Iraqi architect (born 1970)

Manhal Aziz Al-Habbobi (Arabic: منهل عزيز الحبوبي; born 5 September 1970) is an Iraqi architect and former mayor of Baghdad. Recognised for his deeply philosophical approach to architecture, his style is said to promote a contemporary vision of Mesopotamian heritage. In September 2020, he was appointed Mayor of Baghdad, where he served the city until his resignation in late October the same year. During that time, it was announced that he was independent from any specific political party.

== Early life and education ==
Manhal Aziz Al-Habbobi was born on 5 September 1970 in Baghdad, Iraq. He studied architectural engineering at the University of Baghdad and graduated in 1995, then continued for his Master's degree in Philosophy of Architecture (2000).

== Career ==
Al-Habbobi began practising architecture in the late 90s, and has participated in several design competitions, the most notable of which being the design bid for the Iraqi General Secretariat of the Council of Ministers, where his award-winning design won first prize over that of the late Zaha Hadid’s as well as over thirty other international and local entries. He was then invited to go through the thought process behind his winning design in the first TED talks event in Baghdad.

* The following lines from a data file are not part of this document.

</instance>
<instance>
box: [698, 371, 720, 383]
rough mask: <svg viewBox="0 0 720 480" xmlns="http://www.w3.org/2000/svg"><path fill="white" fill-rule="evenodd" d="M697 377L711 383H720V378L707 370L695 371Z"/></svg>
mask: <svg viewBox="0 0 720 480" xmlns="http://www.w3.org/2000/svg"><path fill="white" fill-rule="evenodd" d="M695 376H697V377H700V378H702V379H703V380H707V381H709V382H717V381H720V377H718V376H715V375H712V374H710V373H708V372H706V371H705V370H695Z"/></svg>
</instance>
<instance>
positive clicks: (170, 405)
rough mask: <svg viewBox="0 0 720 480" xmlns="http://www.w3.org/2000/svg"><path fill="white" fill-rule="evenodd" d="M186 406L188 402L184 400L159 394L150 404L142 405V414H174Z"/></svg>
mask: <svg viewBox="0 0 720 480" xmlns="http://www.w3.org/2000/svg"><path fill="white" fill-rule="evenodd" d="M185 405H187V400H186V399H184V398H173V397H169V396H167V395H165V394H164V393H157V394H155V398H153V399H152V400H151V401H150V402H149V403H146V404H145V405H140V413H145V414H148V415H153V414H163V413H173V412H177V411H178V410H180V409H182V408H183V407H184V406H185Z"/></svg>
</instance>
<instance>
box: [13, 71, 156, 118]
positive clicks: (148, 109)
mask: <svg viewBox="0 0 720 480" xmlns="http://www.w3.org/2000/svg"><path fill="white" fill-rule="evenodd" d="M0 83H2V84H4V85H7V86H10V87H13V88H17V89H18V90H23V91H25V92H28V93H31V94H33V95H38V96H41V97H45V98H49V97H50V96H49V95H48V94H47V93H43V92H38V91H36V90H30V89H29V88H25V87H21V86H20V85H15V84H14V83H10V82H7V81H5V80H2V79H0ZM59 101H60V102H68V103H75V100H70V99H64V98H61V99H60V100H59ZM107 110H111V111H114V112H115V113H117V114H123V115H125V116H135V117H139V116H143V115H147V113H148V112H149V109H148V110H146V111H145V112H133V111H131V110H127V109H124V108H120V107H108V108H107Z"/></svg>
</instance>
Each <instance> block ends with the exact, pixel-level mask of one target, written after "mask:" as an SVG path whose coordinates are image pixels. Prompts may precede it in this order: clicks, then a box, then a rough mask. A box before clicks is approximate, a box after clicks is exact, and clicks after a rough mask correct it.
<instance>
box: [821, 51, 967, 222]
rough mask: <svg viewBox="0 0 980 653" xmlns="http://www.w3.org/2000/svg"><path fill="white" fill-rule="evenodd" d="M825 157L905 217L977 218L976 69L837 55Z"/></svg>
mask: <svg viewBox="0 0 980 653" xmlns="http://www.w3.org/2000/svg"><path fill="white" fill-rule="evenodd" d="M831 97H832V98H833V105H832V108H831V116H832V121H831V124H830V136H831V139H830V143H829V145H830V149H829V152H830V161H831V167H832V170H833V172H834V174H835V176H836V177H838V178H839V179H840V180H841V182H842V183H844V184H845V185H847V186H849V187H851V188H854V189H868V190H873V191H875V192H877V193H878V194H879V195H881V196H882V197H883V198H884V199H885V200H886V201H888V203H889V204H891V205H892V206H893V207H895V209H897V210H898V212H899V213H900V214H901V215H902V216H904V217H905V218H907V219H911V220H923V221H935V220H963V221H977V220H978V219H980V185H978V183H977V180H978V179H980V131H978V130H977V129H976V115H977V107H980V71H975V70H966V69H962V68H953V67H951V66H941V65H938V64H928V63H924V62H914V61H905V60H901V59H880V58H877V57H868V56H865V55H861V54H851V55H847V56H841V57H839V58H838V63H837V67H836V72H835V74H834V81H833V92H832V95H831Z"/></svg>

On 20 September 2020, after being appointed by the Iraqi prime minister, Mustafa Al-Kadhimi, Al-Habbobi formally took up office as the Mayor of Baghdad, superseding Zekra Alwash and preceding the current mayor, Alaa' Al-Amary. During that time, he had been announced to be independent from any specific political party. However, his term proved short-lived when on 27 October 2020, he issued his resignation letter.